Douglas Murray Douglas Murray

Syrian massacres expose Britain’s pretence

More than a week on from the massacre at Houla, another hundred or so men, women and children have been slaughtered in Hama, Syria. They were apparently stabbed to death and some of their bodies then burned. David Cameron has responded to this by describing the killings as ‘brutal and sickening’. William Hague had previously described the Houla massacre as ‘deeply disturbing.’

So what is Britain going to do about it?

The Prime Minister has a suggestion: ‘I think that lots of different countries in the world — countries that sit around the UN Security Council table — have got to sit down today and discuss this issue.’ He goes on to say, ‘It really is appalling, what is happening in that country, and I want to see concerted action from the international community.’

All of which should remind us of the increasingly dangerous divide between the game our politicians talk and the reality of what they can actually now do. As I pointed out in the Wall Street Journal last week, it is all very well to find the stabbing and killing of children to be ‘disturbing’, ‘brutal’ and ‘sickening’. I would hope that most people find this to be so. But Mr Cameron and Mr Hague are meant to be more than emoting actors. They are in positions of power. We do not need to be reminded of their opposition to the stabbing of children. The only question for them is: ‘What are you going to do about it?’

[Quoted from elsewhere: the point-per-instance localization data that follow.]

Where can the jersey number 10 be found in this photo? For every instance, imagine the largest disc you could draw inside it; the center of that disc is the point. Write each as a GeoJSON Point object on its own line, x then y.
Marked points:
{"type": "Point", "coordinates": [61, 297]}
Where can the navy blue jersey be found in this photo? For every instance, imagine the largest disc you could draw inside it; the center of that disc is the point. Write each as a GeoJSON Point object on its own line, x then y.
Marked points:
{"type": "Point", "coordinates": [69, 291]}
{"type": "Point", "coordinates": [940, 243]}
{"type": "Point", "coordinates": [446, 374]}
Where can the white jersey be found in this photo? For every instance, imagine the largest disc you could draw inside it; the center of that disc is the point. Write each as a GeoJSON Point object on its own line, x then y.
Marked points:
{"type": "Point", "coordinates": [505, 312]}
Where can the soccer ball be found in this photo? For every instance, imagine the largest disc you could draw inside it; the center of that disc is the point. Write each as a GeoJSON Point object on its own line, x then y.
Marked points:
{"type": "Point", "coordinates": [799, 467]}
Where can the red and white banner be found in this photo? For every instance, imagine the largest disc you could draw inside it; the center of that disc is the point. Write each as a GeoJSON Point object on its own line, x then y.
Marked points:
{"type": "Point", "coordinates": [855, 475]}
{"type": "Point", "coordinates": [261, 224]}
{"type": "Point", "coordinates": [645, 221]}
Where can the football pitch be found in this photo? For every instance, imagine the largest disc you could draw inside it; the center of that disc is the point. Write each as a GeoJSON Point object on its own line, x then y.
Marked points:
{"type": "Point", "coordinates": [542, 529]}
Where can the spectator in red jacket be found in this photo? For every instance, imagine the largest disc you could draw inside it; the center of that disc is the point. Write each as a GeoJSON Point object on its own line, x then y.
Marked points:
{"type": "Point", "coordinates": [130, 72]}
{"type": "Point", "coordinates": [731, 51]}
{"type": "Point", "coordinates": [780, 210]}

Their answer is to rely on the UN Security Council to do something, despite every party involved knowing not only that the Security Council will not work, but could not work in this case.

Here, typified, is the problem of Britain’s current place in the world: the gap between what our politicians imply our capabilities to be and the realities of them. Either we can spend a serious amount on defence and wield a world-class military which allows us to act in the world to defend our interests and values. Or we keep up the rhetorical niceties but increasingly fail to have the clout to do things.

At the very least, how much better it would be if even one politician finally stood up and said, ‘I’d love to do something about these terrible things that are happening, but the fact is we don’t have the kit, the manpower or the cash anymore’.  If even one politician did this then it might finally jolt us into considering what we want to be as a nation. Instead we have this lamentable pretence.